Quammen – the award-winning author of 13 books, primarily about science and nature, and a contributing writer for National Geographic – wrote about Woese in his new book “The Tangled Tree: A Radical New History of Life.” The book is on the nonfiction longlist for the 2018 National Book Award. Quammen will speak at 4 p.m. Sept. 27 in the Knight Auditorium at Spurlock Museum, 600 S. Gregory St., Urbana. A reception and book signing will follow. Quammen’s lecture is part of the Center for Advanced Study’s 60th anniversary lecture series, CAS@60.
“Woese was one of the most influential scientists of the 20th century,” said Gene E. Robinson, the director of the Carl R. Woese Institute for Genomic Biology at Illinois.
“Quammen is a world-class author who chronicled Woese’s accomplishments in a very compelling way,” Robinson said. “He explained Carl’s work beautifully and also embedded it in the larger context of the great strides scientists have made in the past four decades in understanding the evolution of life and the branches of the tree of life.”
The book details how Woese looked for evolutionary relationships among microbes through genetic analysis rather than classifying them based on their physical traits. He sequenced the genes that give rise to the ribosome, a structure found in all cells that manufactures proteins. In doing so, he discovered a third superkingdom of life – microbes that are called archaea and were previously classified as bacteria. Woese’s genetic analysis showed the archaea are distinct from bacteria and from plants, animals and other organisms.
“Carl Woese was the first scientist to use a molecular approach to study the evolutionary relationships among different life forms. He pioneered an entirely new method,” Robinson said. “Instead of looking at the appearance of organisms, he went ‘under the hood’ to see what they’ve got inside – he looked at their genes to deduce who is more closely related to whom, and in that way got insights into how they evolved.”

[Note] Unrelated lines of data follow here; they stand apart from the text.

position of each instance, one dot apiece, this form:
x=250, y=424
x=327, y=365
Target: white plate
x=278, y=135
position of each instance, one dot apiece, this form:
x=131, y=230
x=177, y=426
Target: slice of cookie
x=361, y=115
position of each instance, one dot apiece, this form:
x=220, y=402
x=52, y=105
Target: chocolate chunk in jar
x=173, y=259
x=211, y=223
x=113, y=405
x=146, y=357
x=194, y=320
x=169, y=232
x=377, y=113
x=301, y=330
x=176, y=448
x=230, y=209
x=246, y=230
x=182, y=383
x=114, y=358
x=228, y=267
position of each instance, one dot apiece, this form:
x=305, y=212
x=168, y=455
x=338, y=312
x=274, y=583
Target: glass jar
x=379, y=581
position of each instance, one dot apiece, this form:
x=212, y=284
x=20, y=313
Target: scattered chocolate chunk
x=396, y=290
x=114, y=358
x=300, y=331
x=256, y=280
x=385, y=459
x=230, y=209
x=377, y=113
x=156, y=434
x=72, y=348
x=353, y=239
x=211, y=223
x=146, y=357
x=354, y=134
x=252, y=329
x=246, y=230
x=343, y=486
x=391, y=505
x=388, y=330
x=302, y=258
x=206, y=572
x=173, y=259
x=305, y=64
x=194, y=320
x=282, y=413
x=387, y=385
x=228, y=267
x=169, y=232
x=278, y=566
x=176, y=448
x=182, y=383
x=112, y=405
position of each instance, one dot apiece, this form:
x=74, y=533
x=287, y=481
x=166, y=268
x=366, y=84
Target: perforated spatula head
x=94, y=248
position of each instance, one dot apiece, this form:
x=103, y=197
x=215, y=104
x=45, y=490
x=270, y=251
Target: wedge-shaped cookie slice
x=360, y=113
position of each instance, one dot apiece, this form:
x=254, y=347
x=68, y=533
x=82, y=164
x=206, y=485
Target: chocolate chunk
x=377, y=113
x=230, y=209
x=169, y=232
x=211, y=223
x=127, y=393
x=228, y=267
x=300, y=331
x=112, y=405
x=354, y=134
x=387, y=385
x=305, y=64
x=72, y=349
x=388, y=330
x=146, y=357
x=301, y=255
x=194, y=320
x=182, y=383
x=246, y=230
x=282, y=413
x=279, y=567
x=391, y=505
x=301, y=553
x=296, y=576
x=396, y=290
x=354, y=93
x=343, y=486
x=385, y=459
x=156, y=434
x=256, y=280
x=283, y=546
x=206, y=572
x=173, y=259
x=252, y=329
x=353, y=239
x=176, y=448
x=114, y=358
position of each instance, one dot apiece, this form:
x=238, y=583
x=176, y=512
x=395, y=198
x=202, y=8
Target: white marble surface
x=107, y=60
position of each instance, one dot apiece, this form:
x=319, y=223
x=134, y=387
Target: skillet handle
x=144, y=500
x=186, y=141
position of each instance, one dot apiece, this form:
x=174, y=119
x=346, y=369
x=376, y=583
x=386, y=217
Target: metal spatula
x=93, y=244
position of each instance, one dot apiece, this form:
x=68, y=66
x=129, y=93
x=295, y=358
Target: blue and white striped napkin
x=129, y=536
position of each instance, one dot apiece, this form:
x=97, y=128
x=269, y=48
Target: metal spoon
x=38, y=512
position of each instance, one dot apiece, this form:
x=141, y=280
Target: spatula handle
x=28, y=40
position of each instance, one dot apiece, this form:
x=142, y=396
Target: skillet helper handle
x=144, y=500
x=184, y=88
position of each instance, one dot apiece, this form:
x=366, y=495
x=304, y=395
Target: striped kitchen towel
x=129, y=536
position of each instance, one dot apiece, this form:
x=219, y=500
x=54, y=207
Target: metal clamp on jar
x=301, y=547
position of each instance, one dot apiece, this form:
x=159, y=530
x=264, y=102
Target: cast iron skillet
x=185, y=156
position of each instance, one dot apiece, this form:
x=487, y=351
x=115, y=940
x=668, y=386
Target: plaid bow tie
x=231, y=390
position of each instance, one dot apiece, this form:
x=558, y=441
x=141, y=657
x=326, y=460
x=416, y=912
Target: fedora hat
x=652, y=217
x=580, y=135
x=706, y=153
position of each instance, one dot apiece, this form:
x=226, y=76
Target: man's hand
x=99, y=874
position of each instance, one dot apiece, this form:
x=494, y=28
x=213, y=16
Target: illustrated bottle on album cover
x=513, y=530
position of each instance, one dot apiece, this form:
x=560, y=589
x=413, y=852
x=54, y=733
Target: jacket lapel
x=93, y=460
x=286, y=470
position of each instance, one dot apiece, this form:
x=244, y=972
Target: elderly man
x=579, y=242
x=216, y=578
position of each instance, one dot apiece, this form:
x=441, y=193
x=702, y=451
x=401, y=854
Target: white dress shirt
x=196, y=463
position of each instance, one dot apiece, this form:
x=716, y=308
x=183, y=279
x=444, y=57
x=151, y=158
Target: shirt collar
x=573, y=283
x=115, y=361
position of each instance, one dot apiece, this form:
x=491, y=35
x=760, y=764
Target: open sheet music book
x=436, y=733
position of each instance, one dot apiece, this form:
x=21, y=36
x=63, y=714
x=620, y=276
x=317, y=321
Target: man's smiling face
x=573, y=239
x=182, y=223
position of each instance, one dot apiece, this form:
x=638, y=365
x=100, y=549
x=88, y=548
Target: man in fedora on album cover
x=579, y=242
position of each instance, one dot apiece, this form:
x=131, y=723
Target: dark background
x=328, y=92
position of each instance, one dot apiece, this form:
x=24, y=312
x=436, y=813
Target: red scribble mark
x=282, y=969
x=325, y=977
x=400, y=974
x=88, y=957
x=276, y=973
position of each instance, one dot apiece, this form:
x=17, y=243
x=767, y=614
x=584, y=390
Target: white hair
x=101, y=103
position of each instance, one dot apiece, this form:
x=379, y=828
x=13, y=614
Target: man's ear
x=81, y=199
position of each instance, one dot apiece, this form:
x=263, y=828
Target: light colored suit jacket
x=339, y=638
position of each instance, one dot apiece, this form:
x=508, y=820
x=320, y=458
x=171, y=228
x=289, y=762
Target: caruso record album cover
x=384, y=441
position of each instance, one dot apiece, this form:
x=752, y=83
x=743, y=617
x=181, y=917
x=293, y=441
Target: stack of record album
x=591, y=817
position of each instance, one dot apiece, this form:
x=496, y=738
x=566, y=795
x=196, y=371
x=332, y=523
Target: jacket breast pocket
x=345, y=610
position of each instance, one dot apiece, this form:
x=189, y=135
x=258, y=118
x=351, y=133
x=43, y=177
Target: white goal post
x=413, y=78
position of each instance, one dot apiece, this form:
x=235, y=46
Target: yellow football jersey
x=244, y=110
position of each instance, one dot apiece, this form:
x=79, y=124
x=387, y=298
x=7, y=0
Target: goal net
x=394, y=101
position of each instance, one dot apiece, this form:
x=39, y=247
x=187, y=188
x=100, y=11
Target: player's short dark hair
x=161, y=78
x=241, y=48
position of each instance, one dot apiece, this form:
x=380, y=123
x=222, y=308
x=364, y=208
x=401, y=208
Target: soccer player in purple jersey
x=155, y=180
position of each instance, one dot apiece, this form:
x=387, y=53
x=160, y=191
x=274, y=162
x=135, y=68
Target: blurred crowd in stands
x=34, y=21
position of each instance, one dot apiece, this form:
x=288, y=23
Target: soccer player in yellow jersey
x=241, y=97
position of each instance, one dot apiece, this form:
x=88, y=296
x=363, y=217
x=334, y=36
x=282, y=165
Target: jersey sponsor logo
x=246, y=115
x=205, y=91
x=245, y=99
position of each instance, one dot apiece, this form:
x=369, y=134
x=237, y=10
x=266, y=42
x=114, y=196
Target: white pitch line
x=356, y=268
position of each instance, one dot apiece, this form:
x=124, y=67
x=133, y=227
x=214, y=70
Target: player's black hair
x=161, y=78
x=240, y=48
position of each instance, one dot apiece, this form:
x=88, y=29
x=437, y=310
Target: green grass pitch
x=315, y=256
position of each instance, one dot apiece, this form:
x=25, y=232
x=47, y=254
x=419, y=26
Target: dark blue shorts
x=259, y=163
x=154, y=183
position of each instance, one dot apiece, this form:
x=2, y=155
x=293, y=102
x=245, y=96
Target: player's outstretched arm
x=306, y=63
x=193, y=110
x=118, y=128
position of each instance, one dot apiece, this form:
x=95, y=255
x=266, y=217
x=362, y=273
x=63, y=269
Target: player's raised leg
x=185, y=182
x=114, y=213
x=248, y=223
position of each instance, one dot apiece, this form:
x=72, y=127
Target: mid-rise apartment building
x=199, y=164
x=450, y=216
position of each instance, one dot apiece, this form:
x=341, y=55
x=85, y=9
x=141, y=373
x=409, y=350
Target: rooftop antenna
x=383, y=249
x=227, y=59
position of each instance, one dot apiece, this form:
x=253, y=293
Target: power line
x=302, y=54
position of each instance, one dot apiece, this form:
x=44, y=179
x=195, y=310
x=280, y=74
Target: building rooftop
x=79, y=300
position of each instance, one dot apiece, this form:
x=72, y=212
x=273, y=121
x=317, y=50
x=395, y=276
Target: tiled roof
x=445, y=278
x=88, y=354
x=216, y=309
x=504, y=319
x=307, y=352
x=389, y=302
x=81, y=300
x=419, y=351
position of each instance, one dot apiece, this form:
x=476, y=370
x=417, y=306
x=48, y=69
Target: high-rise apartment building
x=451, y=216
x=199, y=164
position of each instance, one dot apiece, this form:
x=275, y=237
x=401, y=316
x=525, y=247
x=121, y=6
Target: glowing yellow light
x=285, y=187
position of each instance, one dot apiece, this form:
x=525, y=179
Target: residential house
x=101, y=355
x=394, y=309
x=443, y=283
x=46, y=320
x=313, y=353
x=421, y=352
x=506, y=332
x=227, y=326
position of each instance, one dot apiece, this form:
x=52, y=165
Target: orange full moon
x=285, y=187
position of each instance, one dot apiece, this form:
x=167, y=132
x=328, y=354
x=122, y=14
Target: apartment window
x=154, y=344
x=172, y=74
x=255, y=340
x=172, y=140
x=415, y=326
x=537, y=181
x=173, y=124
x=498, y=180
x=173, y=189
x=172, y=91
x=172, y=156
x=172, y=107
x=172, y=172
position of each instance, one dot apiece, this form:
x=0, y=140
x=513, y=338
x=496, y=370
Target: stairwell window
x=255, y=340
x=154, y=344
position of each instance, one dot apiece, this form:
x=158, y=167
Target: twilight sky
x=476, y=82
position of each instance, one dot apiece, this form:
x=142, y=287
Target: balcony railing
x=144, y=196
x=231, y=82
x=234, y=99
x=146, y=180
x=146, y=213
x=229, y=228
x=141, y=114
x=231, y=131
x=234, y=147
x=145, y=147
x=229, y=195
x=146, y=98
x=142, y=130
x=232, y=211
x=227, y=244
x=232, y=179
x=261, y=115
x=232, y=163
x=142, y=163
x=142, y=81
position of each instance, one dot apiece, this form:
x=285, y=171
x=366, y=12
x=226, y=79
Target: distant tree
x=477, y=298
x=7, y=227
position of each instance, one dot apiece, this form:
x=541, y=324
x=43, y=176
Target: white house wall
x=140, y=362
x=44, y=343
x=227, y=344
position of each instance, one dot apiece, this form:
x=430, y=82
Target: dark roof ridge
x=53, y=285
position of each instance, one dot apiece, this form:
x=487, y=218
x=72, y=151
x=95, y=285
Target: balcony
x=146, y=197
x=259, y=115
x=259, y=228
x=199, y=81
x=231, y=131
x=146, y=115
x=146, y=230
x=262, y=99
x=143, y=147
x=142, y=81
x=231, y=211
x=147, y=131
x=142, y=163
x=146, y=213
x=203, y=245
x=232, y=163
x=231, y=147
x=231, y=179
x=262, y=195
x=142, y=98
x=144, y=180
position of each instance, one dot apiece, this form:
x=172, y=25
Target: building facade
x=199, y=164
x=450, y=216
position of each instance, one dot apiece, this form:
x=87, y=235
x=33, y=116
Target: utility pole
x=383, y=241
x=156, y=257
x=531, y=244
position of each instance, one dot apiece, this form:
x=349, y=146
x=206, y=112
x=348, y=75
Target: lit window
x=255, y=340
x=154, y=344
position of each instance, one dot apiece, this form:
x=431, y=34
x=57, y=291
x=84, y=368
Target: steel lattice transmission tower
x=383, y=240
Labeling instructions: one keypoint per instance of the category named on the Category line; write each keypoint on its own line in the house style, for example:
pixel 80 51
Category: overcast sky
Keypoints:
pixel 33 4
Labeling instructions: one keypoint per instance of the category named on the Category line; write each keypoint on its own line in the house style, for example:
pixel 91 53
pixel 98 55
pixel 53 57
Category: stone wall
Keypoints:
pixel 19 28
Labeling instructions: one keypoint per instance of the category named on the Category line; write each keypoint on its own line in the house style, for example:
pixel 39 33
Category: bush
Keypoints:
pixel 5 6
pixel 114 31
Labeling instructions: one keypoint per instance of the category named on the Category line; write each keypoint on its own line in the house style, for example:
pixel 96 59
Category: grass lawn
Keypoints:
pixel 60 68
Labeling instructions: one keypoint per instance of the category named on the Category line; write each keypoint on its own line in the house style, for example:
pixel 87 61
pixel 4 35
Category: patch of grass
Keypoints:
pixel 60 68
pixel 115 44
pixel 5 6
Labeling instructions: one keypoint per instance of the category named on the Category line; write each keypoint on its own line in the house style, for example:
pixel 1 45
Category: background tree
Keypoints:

In addition to identifying a third domain of life, Woese’s work eventually led to the realization that genes may be passed between species, not just from one generation to the next, Robinson said. All of these topics are covered in Quammen’s book.
“(Woese’s work) very much laid the foundation for a lot of the work going on at the IGB,” Robinson said. “Thanks to Carl’s pioneering work and the genomics revolution that has ensued, our teams of scientists start with a grand challenge in agriculture, energy, health or fundamental biology and then immediately think about how they can use genomics to help answer the question. This is the approach we take at the IGB and indeed in many other leading laboratories throughout the world.”
Quammen spent a lot of time at the IGB and the University Archives, interviewing Woese’s associates and collaborators and reviewing his papers, and he developed close relationships with several faculty members in the course of his research, Robinson said. After he sent a pre-publication copy of the book, IGB leaders knew that it would be important to bring Quammen to campus to tell the story of Woese’s contributions, he said.
Robinson and the staff at the IGB asked the Center for Advanced Study to take the lead in sponsoring the lecture because of the center’s campuswide reach and established lecture programs, and because Woese was a longtime faculty member with the Center for Advanced Study. Other sponsors are the College of Engineering, the College of Liberal Arts and Sciences, the microbiology department, the School of Molecular and Cellular Biology, Spurlock Museum and the University Archives.
“Curiosity-driven, fundamental research is so important to the entire scientific enterprise because it leads to unexpected discoveries that can change the course of science,” Robinson said. “Carl Woese did not get up in the morning looking for a missing branch of the tree of life. He was studying the evolution of life. He couldn’t do it using the methods available to him at the time, so he invented a new approach that revolutionized science.”